This wasn’t always the case – originally, these motels served families and other road trip travelers, the adventuring pioneers on the new frontier of highways and suburbia. After opening in the 1950s, they settled down for a quiet life for the next few decades. But the pull of the Interstates – begun in the 1960s – was irresistable, and business tumbled. By the 1980s, the names along the strip began to appear regularly in newspaper crime stories. Lincoln’s motel strip was well known as a magnet for crime, a reputation bolstered by hourly rates at some motels. Some fought the decay; others embraced it.IMG_2002
By 1998, the city of Chicago had had enough. It acquired three of the motels via eminent domain – the Spa Motel, Riverside Motel, and Acres Motel – and demolished them in 2000. Their lots became a police station, parkland, and a library, respectively. The survivors banded together and fought back against condemnation procedures, driving the buyout price up and delaying further acquisitions. In 2002, the city of Chicago was actively working to acquire and redevelop seven more of the motels, but it would be four more years before it acquired two more motels and tore them down. Nine remain in operation today.

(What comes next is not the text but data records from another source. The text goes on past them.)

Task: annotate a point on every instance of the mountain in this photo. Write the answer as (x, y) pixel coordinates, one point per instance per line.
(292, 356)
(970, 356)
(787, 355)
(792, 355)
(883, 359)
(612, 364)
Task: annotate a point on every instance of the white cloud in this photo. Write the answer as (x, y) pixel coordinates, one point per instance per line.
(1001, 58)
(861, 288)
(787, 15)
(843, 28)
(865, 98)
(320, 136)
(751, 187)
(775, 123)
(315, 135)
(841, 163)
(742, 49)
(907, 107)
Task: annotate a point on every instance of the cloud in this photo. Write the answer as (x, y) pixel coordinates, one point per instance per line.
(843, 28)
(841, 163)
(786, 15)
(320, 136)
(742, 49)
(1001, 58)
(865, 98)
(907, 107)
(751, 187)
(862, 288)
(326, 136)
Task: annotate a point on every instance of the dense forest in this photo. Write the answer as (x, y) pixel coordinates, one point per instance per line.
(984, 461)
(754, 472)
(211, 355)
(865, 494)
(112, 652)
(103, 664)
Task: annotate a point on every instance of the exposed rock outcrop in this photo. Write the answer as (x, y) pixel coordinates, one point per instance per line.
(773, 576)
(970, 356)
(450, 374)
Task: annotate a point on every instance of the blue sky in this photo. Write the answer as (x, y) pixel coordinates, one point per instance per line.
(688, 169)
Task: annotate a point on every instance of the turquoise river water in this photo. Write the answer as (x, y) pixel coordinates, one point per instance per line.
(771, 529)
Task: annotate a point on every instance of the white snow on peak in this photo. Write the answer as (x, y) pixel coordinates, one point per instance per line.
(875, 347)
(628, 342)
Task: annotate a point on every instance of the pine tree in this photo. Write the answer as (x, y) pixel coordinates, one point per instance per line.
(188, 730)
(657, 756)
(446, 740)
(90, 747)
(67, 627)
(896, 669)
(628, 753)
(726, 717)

Though the redevelopment bid has ended, changes are still coming rapidly. Of the great neon signs that once gave these motels their flair, only a few remain today – one standing alongside an empty lot where the Stars Motel once stood. In recent years, the Diplomat has been resurfaced in EFIS, the Summit, the Tip-Top, the Patio and the O-Mi have all lost their neon signs, and the Patio Motel and O-Mi have been repainted without their signature bright colors. The Spa, Riverside and Acres are all long gone; the Stars Motel was demolished around 2006, followed by the Lincoln Motel in 2007.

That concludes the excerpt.